Due to environmental noise, decoherence and information loss are prevalent in qubits. They are a huge problem as mentioned previously. Thus, to protect electrons from surrounding environments, the electrons were trapped on an ultrapure solid neon surface in a vacuum
This solid neon was acquired by cooling down neon to around 10-20 Kelvin, and solid neon is used due to inertness as a noble gas with a full valence shell. Solid neon is the perfect host to protect a qubit in a vacuum, due to this inertness.

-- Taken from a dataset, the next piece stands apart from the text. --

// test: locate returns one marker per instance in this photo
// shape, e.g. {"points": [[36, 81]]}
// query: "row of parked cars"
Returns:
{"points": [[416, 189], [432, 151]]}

To perform an effective measurement on the qubit, a chip-scale microwave resonator made out of superconducting material was used. This type of technology where a photon is coupled with an electron in a near-vacuum state was the first of its kind and provides promise for using photons to control qubits. In turn, issues like the wiring problem, qubit connectivity, and error loss during measurement could all be remediated allowing for better scalability of these quantum computers.
Results and promise of this qubit platform
After running real-time gate operations on this new platform in a dilution refrigerator, the team was able to gain promising results.
The neon trap provided robust protection to the qubit from noise and the coherence times achieved were competitive with cutting-edge qubit platforms. The team mentioned how their qubits were as good as the ones being used for the past 20 years.
Even without any optimization of coherence times or any protocols such as error mitigation being implemented the platform was able to achieve remarkable results, thus there is quite a lot of promise for this new technology.
Not only is this technology a huge step into the future of error-free quantum computing, but it is a huge step forward to affordable and scalable quantum computing. Due to the simplicity of the platform and abundance of electrons, the manufacturing costs are also quite low giving us a cheap yet efficient new qubit.
Source: Argonne and Published Paper
A little bit about our guest poster Shaurya Agrawal
I am a high schooler originally from Mumbai, India now living in the great state of Illinois. After moving here, in 3rd grade, I wanted to explore new, interesting fields in science and since I live next to Argonne, Fermilab and UChicago I got involved with quantum. Soon, I discovered quantum computing, and I was hooked as this was a way to use this abstract field to make a tangible impact. I want to help make this complex and novel field navigable for passionate youth and the general public like me.